My original post was mostly directed at the issue of violations of American citizens constitutional guaranteed rights in regard to issues such as the unconstitutional wholesale data mining of internet traffic by the government with the assistance of corporate entities. My view on this is that the government officials and corporate officers should be held accountable for these criminal acts perpetrated on the American citizen. Others believe that these should be either ignored or handled by civil suits against the corporate shareholders. I do not think the average shareholder who has little if any influence over the corporate officers should pay for these criminal acts, the corporate officers and government officials directly involved should, in criminal court. As for those who think these issues should be ignored. Well this republic is supposed to be a society based on the rule of law not oligarchical discretion or popular opinion. If the law is not applied to the very powerful who violate it in a very public and disrespectful manner then such inaction will embolden criminals to act even worse and create a cynical distrust in the honest persons that will grow like a cancer and destroy the nation.

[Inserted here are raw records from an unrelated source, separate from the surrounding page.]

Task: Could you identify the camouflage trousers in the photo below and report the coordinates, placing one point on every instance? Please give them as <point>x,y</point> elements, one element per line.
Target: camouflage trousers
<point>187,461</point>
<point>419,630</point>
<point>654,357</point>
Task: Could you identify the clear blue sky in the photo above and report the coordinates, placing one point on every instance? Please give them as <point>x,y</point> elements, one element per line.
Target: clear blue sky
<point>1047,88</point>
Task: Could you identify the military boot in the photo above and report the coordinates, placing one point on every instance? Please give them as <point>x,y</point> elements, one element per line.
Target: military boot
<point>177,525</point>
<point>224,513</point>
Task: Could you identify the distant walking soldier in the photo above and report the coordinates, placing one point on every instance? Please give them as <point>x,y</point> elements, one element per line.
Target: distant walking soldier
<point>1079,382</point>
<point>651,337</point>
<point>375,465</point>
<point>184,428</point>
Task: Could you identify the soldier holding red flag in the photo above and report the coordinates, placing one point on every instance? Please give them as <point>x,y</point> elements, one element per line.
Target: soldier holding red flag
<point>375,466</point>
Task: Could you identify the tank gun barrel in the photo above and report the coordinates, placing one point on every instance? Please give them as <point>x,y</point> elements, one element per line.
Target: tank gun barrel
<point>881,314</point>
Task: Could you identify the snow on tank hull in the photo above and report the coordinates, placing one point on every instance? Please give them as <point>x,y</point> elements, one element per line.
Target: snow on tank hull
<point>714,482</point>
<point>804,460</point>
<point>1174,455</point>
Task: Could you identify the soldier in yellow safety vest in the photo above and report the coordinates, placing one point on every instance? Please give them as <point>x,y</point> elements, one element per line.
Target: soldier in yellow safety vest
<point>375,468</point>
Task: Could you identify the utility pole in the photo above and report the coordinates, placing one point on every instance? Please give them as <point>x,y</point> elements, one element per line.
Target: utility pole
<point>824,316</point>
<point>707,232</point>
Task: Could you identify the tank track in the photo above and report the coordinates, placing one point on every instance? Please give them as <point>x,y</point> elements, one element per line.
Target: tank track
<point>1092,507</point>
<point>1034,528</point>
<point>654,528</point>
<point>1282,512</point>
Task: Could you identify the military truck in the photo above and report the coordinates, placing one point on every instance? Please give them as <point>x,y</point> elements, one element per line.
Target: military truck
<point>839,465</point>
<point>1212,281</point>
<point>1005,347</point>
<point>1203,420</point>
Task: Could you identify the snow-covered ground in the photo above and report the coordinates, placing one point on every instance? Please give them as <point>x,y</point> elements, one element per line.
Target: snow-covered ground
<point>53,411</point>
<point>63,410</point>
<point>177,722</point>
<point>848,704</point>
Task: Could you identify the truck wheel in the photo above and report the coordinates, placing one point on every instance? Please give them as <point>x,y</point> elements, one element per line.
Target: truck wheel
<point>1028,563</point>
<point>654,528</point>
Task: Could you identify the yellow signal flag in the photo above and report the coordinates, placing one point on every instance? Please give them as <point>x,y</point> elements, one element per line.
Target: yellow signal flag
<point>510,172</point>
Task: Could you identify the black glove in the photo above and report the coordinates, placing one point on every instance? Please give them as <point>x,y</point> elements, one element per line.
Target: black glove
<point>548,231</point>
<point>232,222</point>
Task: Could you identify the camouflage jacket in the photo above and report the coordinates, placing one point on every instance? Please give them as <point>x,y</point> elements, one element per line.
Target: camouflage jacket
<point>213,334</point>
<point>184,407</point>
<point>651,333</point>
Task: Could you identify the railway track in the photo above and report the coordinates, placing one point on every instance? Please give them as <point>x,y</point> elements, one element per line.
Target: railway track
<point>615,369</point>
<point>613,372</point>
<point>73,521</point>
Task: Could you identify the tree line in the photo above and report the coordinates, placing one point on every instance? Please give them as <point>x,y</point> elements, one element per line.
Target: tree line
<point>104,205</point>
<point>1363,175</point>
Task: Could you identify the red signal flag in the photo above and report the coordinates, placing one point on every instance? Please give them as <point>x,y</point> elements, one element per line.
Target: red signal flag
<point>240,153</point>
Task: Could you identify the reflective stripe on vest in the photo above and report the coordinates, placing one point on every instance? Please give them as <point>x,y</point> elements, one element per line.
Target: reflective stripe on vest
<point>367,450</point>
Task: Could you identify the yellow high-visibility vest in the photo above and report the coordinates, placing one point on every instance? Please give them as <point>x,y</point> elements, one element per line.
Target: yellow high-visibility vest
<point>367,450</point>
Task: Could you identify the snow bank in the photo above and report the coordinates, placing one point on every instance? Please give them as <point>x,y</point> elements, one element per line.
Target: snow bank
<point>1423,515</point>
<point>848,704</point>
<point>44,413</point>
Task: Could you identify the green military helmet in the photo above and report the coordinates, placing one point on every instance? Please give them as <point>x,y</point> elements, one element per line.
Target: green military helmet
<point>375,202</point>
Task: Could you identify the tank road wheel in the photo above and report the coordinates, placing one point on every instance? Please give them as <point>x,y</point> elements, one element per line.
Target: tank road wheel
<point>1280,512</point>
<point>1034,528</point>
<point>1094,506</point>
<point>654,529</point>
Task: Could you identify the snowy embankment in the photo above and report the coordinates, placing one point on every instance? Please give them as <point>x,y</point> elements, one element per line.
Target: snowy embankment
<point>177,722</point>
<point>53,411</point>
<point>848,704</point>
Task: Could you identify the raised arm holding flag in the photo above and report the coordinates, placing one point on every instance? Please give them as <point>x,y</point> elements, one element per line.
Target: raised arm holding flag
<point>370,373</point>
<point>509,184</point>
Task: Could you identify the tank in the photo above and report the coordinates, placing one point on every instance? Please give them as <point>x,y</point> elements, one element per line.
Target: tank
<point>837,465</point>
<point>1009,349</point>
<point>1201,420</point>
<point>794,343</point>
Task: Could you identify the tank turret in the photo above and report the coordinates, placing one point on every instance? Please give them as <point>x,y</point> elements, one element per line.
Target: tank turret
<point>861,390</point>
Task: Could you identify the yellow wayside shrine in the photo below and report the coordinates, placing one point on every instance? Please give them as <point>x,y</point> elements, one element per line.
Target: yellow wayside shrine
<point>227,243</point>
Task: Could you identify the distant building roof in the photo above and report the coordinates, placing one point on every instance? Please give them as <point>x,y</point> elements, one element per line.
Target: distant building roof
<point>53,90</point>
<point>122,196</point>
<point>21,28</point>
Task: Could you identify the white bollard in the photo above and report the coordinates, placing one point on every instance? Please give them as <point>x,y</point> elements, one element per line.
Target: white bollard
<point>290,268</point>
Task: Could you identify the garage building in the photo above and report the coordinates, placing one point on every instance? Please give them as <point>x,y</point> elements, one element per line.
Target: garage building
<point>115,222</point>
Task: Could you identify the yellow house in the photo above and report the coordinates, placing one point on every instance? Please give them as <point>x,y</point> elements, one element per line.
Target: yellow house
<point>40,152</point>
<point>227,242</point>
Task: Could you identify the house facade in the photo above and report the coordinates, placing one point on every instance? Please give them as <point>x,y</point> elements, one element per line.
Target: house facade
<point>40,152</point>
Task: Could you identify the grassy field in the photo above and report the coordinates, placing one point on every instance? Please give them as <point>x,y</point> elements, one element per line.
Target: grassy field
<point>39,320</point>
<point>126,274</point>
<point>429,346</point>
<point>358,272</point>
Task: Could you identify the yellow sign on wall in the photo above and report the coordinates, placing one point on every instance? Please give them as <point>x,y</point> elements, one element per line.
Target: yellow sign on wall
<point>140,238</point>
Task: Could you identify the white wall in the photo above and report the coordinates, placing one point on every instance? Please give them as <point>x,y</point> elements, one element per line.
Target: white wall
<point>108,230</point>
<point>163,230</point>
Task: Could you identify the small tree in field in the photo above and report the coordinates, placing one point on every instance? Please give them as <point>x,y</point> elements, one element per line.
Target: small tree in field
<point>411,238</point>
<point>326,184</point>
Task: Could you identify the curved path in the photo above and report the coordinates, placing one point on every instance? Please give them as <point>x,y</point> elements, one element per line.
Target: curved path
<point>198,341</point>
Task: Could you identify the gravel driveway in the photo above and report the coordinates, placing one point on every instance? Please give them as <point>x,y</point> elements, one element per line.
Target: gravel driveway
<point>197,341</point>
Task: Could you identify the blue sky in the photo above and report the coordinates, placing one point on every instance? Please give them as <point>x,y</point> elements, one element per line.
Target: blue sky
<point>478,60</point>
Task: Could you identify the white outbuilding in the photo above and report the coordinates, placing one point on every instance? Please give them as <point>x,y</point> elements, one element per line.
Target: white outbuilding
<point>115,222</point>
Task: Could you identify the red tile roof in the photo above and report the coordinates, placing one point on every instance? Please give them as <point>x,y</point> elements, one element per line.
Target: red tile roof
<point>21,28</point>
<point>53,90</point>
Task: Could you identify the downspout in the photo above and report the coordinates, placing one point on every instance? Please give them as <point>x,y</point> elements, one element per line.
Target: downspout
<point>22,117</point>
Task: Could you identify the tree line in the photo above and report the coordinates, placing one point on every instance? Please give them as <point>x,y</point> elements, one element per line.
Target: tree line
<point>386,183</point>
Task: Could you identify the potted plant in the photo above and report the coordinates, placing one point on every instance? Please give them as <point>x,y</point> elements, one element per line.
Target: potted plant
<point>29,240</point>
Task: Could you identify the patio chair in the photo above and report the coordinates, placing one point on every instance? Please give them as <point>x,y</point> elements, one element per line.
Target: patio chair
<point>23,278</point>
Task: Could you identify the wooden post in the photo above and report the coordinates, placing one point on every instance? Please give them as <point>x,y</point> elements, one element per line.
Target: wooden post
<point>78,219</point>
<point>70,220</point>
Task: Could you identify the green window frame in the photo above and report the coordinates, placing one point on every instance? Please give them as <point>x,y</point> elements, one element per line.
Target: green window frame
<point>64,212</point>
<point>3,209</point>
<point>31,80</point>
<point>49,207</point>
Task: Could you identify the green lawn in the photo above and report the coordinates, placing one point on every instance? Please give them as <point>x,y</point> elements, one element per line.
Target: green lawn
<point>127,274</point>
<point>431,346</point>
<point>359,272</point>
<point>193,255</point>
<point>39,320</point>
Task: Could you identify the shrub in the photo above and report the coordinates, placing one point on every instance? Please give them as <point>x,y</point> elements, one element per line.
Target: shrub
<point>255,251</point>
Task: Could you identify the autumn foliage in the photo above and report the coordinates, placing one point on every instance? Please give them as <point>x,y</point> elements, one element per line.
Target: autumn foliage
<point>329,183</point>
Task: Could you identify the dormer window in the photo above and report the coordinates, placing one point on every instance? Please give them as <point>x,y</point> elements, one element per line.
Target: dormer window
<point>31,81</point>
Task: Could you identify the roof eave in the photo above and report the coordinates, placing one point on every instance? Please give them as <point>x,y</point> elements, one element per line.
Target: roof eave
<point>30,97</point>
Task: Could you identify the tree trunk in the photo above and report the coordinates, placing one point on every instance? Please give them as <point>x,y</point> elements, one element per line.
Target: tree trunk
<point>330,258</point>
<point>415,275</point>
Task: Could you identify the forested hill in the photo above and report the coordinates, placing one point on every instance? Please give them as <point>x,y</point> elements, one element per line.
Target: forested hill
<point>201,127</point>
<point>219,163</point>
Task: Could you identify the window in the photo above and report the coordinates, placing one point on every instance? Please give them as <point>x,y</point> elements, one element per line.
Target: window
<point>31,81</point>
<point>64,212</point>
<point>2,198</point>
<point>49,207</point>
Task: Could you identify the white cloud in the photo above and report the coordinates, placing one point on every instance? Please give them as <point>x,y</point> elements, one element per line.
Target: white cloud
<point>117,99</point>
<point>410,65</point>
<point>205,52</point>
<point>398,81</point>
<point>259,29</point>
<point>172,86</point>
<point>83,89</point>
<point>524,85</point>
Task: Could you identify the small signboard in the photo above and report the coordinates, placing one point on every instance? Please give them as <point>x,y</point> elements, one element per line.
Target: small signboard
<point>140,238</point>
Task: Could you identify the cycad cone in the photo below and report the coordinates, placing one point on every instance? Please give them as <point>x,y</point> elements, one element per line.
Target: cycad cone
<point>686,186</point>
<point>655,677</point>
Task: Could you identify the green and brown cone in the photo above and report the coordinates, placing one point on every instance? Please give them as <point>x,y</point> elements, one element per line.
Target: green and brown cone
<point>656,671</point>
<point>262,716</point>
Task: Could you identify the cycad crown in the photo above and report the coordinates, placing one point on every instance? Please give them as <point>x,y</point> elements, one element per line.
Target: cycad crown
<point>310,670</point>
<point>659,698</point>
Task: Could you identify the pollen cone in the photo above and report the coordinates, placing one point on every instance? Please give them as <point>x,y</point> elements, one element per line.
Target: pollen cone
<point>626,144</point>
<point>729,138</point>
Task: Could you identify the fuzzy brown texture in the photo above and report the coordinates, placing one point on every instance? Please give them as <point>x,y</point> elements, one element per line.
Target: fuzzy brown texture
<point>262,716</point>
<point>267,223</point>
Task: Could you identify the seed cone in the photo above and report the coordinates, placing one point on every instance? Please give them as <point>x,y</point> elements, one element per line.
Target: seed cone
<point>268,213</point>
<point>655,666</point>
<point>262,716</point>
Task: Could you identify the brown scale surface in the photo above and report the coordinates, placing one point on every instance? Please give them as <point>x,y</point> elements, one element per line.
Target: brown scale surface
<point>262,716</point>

As one of mostly European but also some Native American ancestry I view our nations history a bit different from many others. It is all too common for many of todays 'patriots' to place this nation on a pedestal and ignore the genocidal atrocities in our history. It is also true that some of mostly Native American descent tend view their ancestors in the same sort of unrealistic light. Scores if not hundreds of millions of Native Americans died as the direct result of European settlement of the Americas. Most of these deaths happened without undue malicious intent simply due to exposure to disease they had little resistance to. However many were the direct result of greed and malicious intent by the European settlers. Those of Native American lineage would be well served to make themselves knowledgeable about the history of their own ancestors though as most of those societies had a very bloody history as well. There have always been bad persons/societies and even good persons/societies that did bad things out of ignorance or poor judgment.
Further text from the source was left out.